Le ministre Laurent Lessard a dévoilé jeudi une série de mesures destinées à mieux contrôler l'adjudication des contrats par les municipalités. Les maires des neuf villes les plus importantes du Québec et les présidents des deux unions municipales étaient convoqués jeudi pour prendre connaissance des intentions de Québec.«L'objectif est de redonner confiance à la population envers les élus et l'administration municipale», a expliqué le ministre Lessard. Pour l'heure, il parle d'une série d'intentions qui devront se matérialiser dans un projet de loi, lequel sera déposé avant les Fêtes. Les nouveaux vérificateurs «travailleront principalement pendant la prochaine année sur la région métropolitaine de Montréal puisque le plus grand volume de contrats s'y trouve», a expliqué le ministre.

Gilles Vaillancourt, maire de Laval, s'est fait demander sans détour s'il y avait un problème de corruption dans sa ville. «Je n'ai pas d'indications qu'il y en aurait, a-t-il répondu. Est-ce qu'il y en a dans l'industrie de la construction? Les questionnements sont là... Je n'ai pas plus de réponse que vous.»

Le président de la Fédération québécoise des municipalités, Bernard Généreux, croit pour sa part que l'enjeu est bien plus large que l'adjudication des contrats: «Il y a tout un réseau, un système, il y a des gens qui sont devenus spécialistes des plans et devis. Ils doivent être aussi interpellés. Ce n'est pas vrai que le monde municipal sera le seul à porter le bonnet d'âne.» Il faudrait selon lui une enquête publique pour mettre toute la lumière nécessaire sur les stratagèmes qui débordent du monde municipal.

Pour Robert Coulombe, maire de Maniwaki et président de l'Union des municipalités, toutes les propositions de Québec sont bienvenues: «On entre dans ce processus parce qu'on veut un vrai resserrement. On ne fait pas le procès de la construction, mais ce n'est pas sur le monde municipal qu'il faut faire une enquête publique. On parle aujourd'hui de resserrement pour pouvoir accorder des contrats et avoir un meilleur rendement de nos investissements.»

M. Lessard a annoncé que Québec pourra déclencher au hasard des enquêtes sur l'attribution des contrats, même s'il n'a pas reçu de plainte formelle. Québec aura aussi le pouvoir d'exiger l'information qu'il veut obtenir d'une ville. Actuellement, des administrations se font tirer l'oreille plutôt que de collaborer avec le Ministère.

Les vérificateurs du Ministère auront les mêmes pouvoirs que les vérificateurs généraux indépendants dont sont dotées les villes de plus de 100 000 habitants. Ils pourront faire des audits du processus d'appels d'offres d'une municipalité.

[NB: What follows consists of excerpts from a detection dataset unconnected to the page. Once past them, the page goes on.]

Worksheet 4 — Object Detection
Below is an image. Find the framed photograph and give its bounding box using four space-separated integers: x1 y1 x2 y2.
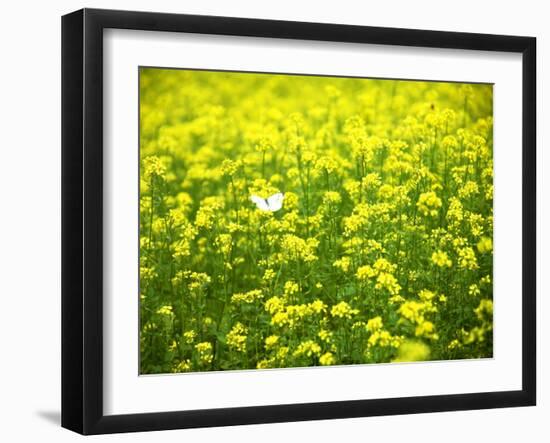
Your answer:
62 9 536 434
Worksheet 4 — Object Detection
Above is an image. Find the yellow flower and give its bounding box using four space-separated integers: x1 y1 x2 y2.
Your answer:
265 335 279 349
392 340 430 362
225 322 248 352
416 191 442 217
367 316 383 332
183 329 197 345
195 341 214 364
432 251 453 268
319 352 336 366
477 237 493 254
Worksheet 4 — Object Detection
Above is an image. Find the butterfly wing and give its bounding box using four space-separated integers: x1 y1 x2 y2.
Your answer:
250 195 270 211
267 192 284 212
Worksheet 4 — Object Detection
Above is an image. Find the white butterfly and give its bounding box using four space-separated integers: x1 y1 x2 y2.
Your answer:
250 192 285 212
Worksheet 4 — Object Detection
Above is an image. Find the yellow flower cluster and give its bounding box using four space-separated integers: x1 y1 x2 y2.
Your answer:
139 68 494 374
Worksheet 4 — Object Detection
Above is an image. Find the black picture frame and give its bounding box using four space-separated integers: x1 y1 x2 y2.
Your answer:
62 9 536 434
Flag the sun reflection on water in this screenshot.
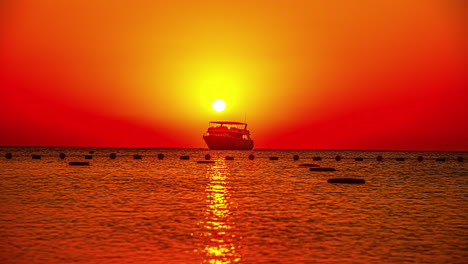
[199,159,241,264]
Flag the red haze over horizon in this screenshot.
[0,0,468,151]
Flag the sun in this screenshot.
[211,99,226,112]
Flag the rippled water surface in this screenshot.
[0,147,468,263]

En outre, les villes seront tenues à plus de transparence. Les contrats ainsi que les soumissions non retenues seront inscrits sur le web et accessibles aux citoyens.

Autre mesure, prévisible celle-là: Québec interdira la divulgation des noms des soumissionnaires jusqu'au moment de l'ouverture des enveloppes.

Les villes seront tenues de se doter d'une politique de «gestion contractuelle» et de meilleures règles d'adjudication pour assurer qu'avant de lancer un appel d'offres, les besoins ont été soigneusement évalués. «On s'aperçoit qu'il y a des évaluations qui sont lancées et que, curieusement, quelqu'un analyse ta soumission, regarde les failles pour être capable de facturer des extras, des extras et des extras», a dit le ministre. «Les élus, on peut se permettre de le dire, ne sont pas des experts. Il faut qu'ils aient le meilleur environnement d'affaires pour prendre ces décisions», a ajouté M. Lessard.

Ancien maire de Thetford, M. Lessard a rabroué un journaliste qui a parlé des maires «corrompus»: «Les élus municipaux travaillent bien. Si des gens ont de l'information, il y a une ligne 1-800 pour ça. Mais, actuellement, les élus municipaux méritent de retrouver la confiance.»

Les dérapages à Montréal restent des cas isolés si l'on tient compte des 8100 élus municipaux et des 5000 appels d'offres lancés chaque année, a insisté le ministre: «En général, cela va bien.»

En marge du projet de loi, Québec mettra en place un comité d'experts représentant les deux associations et la Ville de Montréal. Le groupe aura à faire des propositions pour améliorer les règles actuelles d'adjudication des contrats municipaux. Les villes devront aussi se doter d'un code d'éthique - un projet de loi sera adopté à ce sujet avant juin 2010.